Grinnell reviews need-blind policy

In a letter to alums last Thursday, Grinnell College announced it would consider amending its financial aid policies, prompting rumors that the college could end its need-blind admissions policy, though nothing in the letter explicitly referenced such a plan. The school has the fifth-highest endowment of any liberal arts college, but Grinnell President Raynard Kington expressed concern about its financial sustainability in the letter, Inside Higher Ed reported.

Kington’s letter comes on the heels of an announcement from Wesleyan University in June that the school would be ending its need-blind admissions process.

“If we took the path of least resistance, what we were inevitably going to do is cut and cut and cut so that we would find ourselves having an inferior education, so that the least painful thing in the world would be to slide into mediocrity,” Kington told the Scarlet and Black, Grinnell’s student newspaper.

The school’s financial future is still under review.

Former U. president under heat for $7.7 million expense account

Former Brown President Gordon Gee has earned $8.6 million dollars so far during his five-year tenure as president of Ohio State University, the Dayton Daily News reported. The Daily News investigation has sparked national attention after revealing that Gee also has a multimillion-dollar personal account he uses for parties, luxurious travel accommodations and bowtie memorabilia. His expense account neared $7.7 million, the Huffington Post reported.

This past fiscal year, Gee’s salary reached nearly $2 million, according to the Daily News. The Ohio Ethics Commission reported last month that Gee failed to report over $150,000 in travel expenses. Gee’s term as president has been marked by a football scandal that arose last year and resulted in the firing of Coach Jim Tressel

Ohio State released a statement in defense of Gee’s large bowtie and party budget, clarifying that gifts to the University fund his expense account.

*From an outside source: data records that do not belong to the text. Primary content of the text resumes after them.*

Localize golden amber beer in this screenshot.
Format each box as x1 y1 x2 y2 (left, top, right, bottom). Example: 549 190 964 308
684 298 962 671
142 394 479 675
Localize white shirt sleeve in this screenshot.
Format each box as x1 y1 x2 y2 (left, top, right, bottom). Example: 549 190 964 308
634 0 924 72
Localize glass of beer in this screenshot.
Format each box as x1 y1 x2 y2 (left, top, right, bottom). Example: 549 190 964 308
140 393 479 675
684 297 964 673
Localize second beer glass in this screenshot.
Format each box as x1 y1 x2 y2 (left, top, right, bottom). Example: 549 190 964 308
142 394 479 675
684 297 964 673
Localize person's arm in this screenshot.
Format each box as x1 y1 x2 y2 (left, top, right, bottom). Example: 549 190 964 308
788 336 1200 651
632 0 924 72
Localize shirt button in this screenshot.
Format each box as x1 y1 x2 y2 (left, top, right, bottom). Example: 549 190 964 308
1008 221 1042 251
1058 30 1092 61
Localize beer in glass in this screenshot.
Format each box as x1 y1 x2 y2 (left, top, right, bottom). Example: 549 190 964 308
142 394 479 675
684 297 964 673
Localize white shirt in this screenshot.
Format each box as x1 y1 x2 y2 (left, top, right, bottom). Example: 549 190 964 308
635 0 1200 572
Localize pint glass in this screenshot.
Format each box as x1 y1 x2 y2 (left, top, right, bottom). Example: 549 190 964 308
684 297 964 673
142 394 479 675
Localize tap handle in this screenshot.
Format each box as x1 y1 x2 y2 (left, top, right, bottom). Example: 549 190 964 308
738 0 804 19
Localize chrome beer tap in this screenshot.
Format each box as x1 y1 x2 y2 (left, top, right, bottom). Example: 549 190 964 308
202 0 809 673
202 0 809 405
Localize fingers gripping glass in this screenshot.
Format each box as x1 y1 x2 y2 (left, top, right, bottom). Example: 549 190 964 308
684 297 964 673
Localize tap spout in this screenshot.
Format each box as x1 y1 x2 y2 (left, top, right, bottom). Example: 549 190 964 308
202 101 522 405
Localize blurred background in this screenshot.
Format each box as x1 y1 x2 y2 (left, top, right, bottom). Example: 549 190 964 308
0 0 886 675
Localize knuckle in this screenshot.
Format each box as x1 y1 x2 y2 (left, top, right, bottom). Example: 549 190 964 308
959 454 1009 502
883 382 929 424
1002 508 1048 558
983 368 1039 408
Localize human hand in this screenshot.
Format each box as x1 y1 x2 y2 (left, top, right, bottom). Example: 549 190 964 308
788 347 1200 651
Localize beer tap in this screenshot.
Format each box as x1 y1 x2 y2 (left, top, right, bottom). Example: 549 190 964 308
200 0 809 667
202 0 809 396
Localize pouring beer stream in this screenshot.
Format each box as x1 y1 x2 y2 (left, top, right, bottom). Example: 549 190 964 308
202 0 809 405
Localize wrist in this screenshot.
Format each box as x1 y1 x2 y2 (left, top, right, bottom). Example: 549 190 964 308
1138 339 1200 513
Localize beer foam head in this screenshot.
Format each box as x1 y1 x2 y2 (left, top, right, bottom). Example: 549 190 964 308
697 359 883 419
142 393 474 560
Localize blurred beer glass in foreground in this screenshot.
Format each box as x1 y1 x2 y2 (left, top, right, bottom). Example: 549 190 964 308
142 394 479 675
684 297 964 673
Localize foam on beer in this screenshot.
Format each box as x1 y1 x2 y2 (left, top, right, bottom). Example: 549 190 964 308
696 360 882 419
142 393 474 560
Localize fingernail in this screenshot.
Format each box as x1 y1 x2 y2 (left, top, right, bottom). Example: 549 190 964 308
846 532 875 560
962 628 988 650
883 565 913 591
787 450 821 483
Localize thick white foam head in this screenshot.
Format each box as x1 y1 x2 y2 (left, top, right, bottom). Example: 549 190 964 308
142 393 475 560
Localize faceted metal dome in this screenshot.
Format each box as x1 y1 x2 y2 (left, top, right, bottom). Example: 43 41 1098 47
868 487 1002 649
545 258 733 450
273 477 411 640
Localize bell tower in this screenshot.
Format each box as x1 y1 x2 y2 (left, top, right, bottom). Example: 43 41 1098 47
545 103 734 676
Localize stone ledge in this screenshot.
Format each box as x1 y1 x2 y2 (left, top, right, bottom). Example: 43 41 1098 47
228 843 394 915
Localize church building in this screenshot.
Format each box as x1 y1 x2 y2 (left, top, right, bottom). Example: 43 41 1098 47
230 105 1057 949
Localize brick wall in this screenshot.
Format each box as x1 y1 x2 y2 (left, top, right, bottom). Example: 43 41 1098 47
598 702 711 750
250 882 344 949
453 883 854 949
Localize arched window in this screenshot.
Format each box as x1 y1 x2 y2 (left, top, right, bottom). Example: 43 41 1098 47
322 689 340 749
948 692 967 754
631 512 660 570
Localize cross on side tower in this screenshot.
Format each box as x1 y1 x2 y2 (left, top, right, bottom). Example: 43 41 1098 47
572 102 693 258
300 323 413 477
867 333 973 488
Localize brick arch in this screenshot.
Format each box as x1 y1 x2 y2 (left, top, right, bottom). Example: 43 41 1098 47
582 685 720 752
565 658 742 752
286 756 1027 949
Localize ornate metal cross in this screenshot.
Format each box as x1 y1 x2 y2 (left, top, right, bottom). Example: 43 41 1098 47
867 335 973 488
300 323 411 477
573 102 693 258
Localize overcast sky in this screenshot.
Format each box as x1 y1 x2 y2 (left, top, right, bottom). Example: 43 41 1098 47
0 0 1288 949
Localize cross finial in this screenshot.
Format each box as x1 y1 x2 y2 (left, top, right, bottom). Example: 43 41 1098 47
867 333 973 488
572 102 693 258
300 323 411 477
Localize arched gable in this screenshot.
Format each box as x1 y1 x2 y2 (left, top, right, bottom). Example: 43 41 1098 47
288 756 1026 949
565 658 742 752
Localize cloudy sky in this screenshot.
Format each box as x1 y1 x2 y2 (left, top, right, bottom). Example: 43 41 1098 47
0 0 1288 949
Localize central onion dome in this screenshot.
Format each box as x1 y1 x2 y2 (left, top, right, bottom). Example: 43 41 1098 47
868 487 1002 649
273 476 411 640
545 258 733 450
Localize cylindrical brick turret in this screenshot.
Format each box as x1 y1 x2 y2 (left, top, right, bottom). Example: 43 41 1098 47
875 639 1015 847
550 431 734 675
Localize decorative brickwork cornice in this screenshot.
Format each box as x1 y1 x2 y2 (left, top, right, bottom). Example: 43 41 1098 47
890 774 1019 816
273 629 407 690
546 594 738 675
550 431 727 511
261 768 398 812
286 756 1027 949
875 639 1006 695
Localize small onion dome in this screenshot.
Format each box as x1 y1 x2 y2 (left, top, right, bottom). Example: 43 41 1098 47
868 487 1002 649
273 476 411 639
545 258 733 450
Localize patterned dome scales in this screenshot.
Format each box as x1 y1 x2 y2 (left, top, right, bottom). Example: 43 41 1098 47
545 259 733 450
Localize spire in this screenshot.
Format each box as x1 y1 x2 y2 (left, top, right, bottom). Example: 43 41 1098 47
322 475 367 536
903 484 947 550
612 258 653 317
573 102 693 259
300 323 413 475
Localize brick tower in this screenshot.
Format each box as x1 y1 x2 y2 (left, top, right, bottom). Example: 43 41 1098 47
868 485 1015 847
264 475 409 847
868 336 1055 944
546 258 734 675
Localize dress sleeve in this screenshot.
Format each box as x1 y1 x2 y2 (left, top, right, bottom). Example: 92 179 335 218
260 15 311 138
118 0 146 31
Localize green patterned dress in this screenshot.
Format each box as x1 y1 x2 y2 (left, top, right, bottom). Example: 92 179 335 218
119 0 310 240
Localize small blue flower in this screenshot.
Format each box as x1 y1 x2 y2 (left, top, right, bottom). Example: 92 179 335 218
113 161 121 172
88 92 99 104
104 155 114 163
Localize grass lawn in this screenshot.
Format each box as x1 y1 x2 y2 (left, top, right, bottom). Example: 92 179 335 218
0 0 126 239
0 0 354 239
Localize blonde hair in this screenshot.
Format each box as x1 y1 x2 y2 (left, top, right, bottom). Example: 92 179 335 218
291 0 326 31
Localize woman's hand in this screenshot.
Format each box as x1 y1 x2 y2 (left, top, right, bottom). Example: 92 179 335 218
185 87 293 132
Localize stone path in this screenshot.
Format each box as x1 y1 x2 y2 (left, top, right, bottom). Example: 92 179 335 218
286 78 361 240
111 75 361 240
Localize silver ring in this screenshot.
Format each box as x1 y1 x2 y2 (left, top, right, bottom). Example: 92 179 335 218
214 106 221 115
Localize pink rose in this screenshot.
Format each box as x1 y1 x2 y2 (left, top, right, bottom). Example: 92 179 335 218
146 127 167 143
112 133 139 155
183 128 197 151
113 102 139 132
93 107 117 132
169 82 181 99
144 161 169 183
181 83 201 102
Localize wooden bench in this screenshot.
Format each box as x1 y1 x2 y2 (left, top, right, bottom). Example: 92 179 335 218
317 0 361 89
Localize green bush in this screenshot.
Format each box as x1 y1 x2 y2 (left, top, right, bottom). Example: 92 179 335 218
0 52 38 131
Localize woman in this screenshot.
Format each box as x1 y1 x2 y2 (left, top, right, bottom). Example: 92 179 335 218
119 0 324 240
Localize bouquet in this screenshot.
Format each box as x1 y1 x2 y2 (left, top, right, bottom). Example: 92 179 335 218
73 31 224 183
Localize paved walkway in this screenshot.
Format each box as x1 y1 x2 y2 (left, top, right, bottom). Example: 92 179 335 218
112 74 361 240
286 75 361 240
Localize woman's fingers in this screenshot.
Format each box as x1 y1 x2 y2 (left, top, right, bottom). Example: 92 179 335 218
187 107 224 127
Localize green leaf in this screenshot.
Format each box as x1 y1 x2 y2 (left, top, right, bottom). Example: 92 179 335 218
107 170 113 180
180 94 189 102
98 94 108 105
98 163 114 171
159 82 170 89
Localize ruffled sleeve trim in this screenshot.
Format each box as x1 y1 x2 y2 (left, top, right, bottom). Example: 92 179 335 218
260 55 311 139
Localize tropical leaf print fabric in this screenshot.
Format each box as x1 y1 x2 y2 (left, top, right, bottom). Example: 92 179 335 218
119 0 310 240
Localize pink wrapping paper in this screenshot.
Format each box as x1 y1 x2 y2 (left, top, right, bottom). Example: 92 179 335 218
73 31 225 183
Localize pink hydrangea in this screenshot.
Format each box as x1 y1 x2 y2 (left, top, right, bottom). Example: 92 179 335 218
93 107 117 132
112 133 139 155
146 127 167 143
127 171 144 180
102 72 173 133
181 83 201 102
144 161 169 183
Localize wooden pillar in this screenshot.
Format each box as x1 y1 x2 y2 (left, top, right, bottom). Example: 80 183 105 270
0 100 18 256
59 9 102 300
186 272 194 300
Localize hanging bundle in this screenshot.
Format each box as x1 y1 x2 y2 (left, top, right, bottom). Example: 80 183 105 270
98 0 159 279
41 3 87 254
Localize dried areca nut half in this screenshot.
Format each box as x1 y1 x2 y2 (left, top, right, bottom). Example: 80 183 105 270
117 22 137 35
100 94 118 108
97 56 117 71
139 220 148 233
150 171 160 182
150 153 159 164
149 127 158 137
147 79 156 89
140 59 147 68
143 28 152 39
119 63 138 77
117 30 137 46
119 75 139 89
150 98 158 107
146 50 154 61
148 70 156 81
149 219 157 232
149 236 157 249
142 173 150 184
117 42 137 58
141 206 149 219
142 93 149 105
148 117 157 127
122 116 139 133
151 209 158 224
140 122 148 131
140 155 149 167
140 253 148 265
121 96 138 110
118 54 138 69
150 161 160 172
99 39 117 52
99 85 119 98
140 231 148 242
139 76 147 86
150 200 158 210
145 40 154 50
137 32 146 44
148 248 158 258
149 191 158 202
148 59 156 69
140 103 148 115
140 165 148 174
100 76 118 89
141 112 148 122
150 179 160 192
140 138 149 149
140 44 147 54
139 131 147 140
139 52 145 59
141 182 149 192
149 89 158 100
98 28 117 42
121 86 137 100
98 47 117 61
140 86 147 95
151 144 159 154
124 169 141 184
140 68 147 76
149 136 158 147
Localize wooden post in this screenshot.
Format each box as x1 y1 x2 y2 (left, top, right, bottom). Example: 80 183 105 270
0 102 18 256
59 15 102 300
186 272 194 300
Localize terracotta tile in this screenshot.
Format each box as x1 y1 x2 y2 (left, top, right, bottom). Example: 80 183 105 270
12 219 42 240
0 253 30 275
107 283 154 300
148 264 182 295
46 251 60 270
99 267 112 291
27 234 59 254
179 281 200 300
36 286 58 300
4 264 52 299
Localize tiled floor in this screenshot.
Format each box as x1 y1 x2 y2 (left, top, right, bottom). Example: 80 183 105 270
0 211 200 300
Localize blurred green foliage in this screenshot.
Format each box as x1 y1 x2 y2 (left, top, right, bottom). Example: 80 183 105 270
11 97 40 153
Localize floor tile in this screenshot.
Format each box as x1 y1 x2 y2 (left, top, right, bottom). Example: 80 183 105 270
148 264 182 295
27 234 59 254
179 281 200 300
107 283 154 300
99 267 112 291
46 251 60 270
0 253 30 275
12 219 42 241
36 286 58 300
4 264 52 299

“Given the size, stature and reputation of Ohio State University, the glad handing that comes with being the university chief executive officer is a requirement of the job,” Dan Hurley, spokesman for the American Association of State Colleges and Universities, told the Daily News.

After search, Northwestern sophomore found drowned

The search for Harsha Maddula, a sophomore at Northwestern University who disappeared last week, ended last Thursday when his body was discovered by a fisherman in Wilmette, Ill. Officials have confirmed that the cause of death was drowning, according to ABC News Chicago WLS-TV

Maddula went missing after attending a party off-campus, the Chicago Tribune reported. There were no signs of theft, and Maddula was found with all his belongings.

“Some other media outlets have written that he was ‘party hopping,’ (but) that statement is a clear misrepresentation of Harsha and his character,” Nasira Rafiq, a former teacher of Maddula, told the New York Daily News.

A memorial service was held for students at Northwestern, and Maddula’s funeral took place Monday in New Hyde Park, N.Y.